In order to streamline efforts towards improved nutrition, health and well-being of the community, the state has been running numerous welfare programmes. Integrated Child Development Services (ICDS) is one of the critical programmes for improving maternal and child nutrition. The programme offers health, nutrition and hygiene education to mothers, non-formal pre-school education to children, supplementary feeding for children, pregnant and nursing mothers, growth monitoring and promotion, and links to primary healthcare services such as immunisation. These services are delivered in an integrated manner at the anganwadi centres and the number of anganwadi centres have increased in recent times. Over one lakh Anganwadi centres in Maharashtra cater to around 60 lakh children.

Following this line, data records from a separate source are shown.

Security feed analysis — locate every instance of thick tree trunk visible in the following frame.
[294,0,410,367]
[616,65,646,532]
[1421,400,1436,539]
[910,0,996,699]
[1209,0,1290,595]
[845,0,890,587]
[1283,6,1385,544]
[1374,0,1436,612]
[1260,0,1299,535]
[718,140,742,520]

Immunisation coverage can be used as a surrogate indicator of how well the anganwadi centres are functioning. It indicates how efficiently the services are delivered as well as the seeking behaviour of the population. Immunisation coverage in Maharashtra has remained unacceptably low at 56.3 per cent and it has been the same over the past decade.
ICDS and National Health Mission (NHM) have unmatched reach and are intended to serve the most vulnerable populations. Together they are structured to deliver the essential nutrition and health inputs required to improve health and nutrition status of the population. However, they are not delivering. Some of the key problems identified are poor targeting and poor implementation. Lack of community ownership is another major gap. There is a need to focus on the consumers too. The creation of demand is necessary. If people do not want, do not demand them, then even limited supplies and services can prove superfluous. Our programme, the ICDS in particular is ‘hardware’ oriented, concentrating on the supply factor – on the assumption that demand is automatically appeased by supply. Focus on mass mobilisation is to increase demand and community ownership of the ICDS.
Science has now shown that this ‘window of opportunity’ has a major effect on the future of a child, his community. Maharashtra need to aggressively focus on this period where millions of children are facing the most critical development period of their lives. Nutritional status results from a complex interaction between food intake, access to safe water and sanitation, nutritional knowledge of caregivers and access to care and appropriate medical services. NFHS-4 reveal that in Maharashtra only half of the infants are exclusively breastfed in the first six months of their lives, only 6.5 per cent of children aged six to 24 months receive an adequate diet. Children during this phase of development require continued breastfeeding and age appropriate complementary foods. Individual families and communities have to take the responsibility to adopt and practice appropriate infant feeding practices, hand washing and take responsibility to utilise services provided by ICDS and NHM. Community pressure is sure to improve the efficiency of delivery of services in these otherwise poorly functioning services.
A multi-sectoral approach to nutrition is necessary to eliminate malnutrition. A number of interventions need to converge and should be targeted to the most vulnerable geographies and vulnerable people within it. Such convergence approach has become the central tenet of successful nutrition programmes. Maharashtra achieved rapid decline in stunting rates, nearly a 15 per cent decline in six years (2006-2012), by adopting a mission approach. The state has renewed its commitment to address malnutrition. Tata Trusts have adopted a multi-pronged approach to be able to address the issue of malnutrition and has effectively started to work in Palghar district that has one of the worst indicators. The plan is to demonstrate scalable model that works with and within the government and communities to increase coverage of both nutrition specific and nutrition sensitive interventions to the most vulnerable populations, with speed and with quality.
The state has the necessary infrastructure, human capacity and financial resources needed to sustain this and scale it up across the state. It is time to act and rid Maharashtra from the scourge of malnutrition.